Although we have only been here a few years, those links with the past make us feel a lot less like strangers.

Our parish magazine recalls how early hunter-gatherers adept at curing and stretching animal skins may have used coracles on waterways like the Thames, where flint tools and Roman remains hark back to a time before the Norman invasion, when two manors became the focal points of local life.

A short wander along part of the Berkshire Loop of the Chiltern Way gives you glimpses of churches which have been holy places for a thousand years or more, of picturesque cottages in brick and flint, of deserted lanes where the sound of birdsong echoes above the cow parsley and wild garlic.

Sauntering down the Church Path footpath towards St Nicholas’ church at Hedsor on a fine spring evening, it’s not hard to imagine the Chilterns equivalent of Thomas Hardy’s Mellstock choir heading homewards with their instruments and lanterns for a celebratory pint or two.

Iron Age roundhouses and hillforts excavated in the Chilterns remind us how this part of England has been continuously inhabited for thousands of years, with more than 20 sites harking back to a more dangerous age where communities needed to keep their possessions and livestock safe from marauders.

The earthworks are virtually the only major constructions that have survived from this ancient time, although the Chiltern Open Air Museum has done its bit to recapture something of the atmosphere of life in those times.

The Romans trod these paths too, finding ways of crossing the Thames, while footpaths and bridleways often traverse routes well known as ancient droving routes along which thousands of cattle, sheep, pigs, geese and turkeys were once driven, or sunken lanes known as hollow-ways or holloways, thoroughfares worn into the landscape by cartwheels, hooves and feet across the centuries.

It’s a landscape of coaching inns and highwaymen tales and of ancient woodlands which supplied vast quantities of charcoal before canals allowed easier access to coal from the Midlands – and later allowed the furniture industry to flourish.

The carefully managed beech woods supplied excellent raw materials for chair-making for the rapidly-expanding industrial population of London and small workshops flourished in the villages around High Wycombe, with the Chiltern “bodgers” toiling in the woods to produce the millions of chair legs needed.

The bodgers and paper mills may be long gone, but the past is still very much alive in the landscape, with woodland still making up around a fifth of the AONB landscape, making it one of the most heavily wooded areas in England.

The influence of the industrial past is hard to ignore, from brick-making to chalk and gravel extraction, but in the depths of a bluebell wood it feels easier to relate to those varied individuals who walked these paths across the years, savouring the same ancient woodlands, downlands and commons.

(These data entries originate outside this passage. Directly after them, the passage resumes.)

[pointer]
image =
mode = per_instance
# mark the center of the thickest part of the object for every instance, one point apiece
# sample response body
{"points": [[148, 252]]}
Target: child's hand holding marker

London may not be far away – and of course the proximity of the capital contributed to the establishment of those small furniture factories, paper mills, orchards and watercress beds, as well as fuelling an influx of day trippers once the railways and Tube stations began to open.

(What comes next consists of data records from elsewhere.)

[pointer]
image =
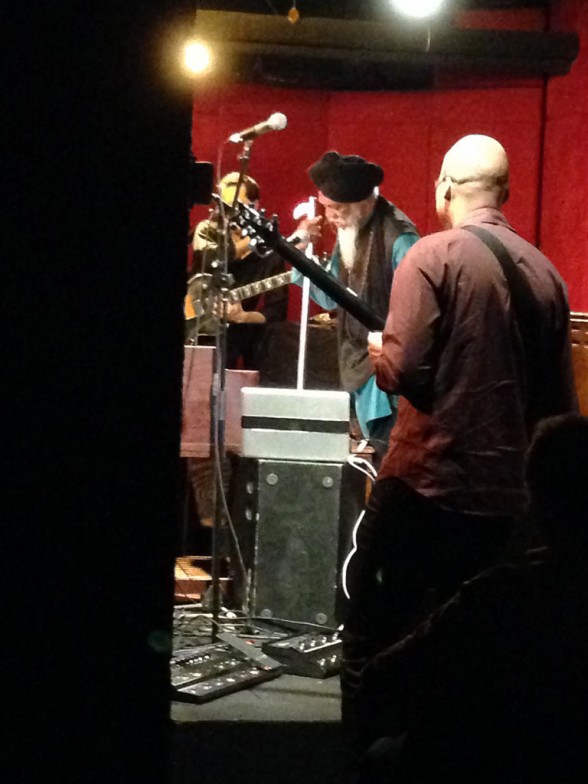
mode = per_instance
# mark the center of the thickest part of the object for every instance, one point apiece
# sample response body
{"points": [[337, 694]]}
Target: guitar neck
{"points": [[259, 287], [346, 298]]}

So is it a problem not to have centuries of family tradition to fall back on to help appreciate this ancient landscape? Hopefully not. Like countless other newcomers, it’s been easy for us to fall in love with the Chilterns.

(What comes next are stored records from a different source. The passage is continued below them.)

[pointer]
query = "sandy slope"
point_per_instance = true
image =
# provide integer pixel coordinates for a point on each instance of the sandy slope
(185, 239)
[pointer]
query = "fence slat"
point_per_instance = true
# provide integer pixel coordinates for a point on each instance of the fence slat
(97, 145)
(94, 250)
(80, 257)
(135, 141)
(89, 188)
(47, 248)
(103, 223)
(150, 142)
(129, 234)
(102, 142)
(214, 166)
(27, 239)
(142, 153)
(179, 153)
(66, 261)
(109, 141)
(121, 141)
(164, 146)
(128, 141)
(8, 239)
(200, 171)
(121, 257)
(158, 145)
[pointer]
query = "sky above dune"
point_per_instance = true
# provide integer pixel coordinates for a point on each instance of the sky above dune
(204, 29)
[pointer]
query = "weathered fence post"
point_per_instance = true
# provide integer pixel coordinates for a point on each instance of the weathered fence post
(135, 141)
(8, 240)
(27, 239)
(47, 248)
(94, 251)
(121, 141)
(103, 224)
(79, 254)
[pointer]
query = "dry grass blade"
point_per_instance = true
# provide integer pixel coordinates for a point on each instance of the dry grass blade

That’s as much to do with marvellous neighbours as the sweeping views, leafy lanes and wonderful wildlife, but it makes for a winning combination.

So thank you, all the locals, businesses and new friends who have made it so easy to love your “area of outstanding natural beauty” (and it is): there’s no place like home, they say, and this place certainly feels like home…from those sweeping views over the Vale of Oxford to the timeless paths meandering through the beech woods or the stolen glimpse of a tawny owl in the treetops.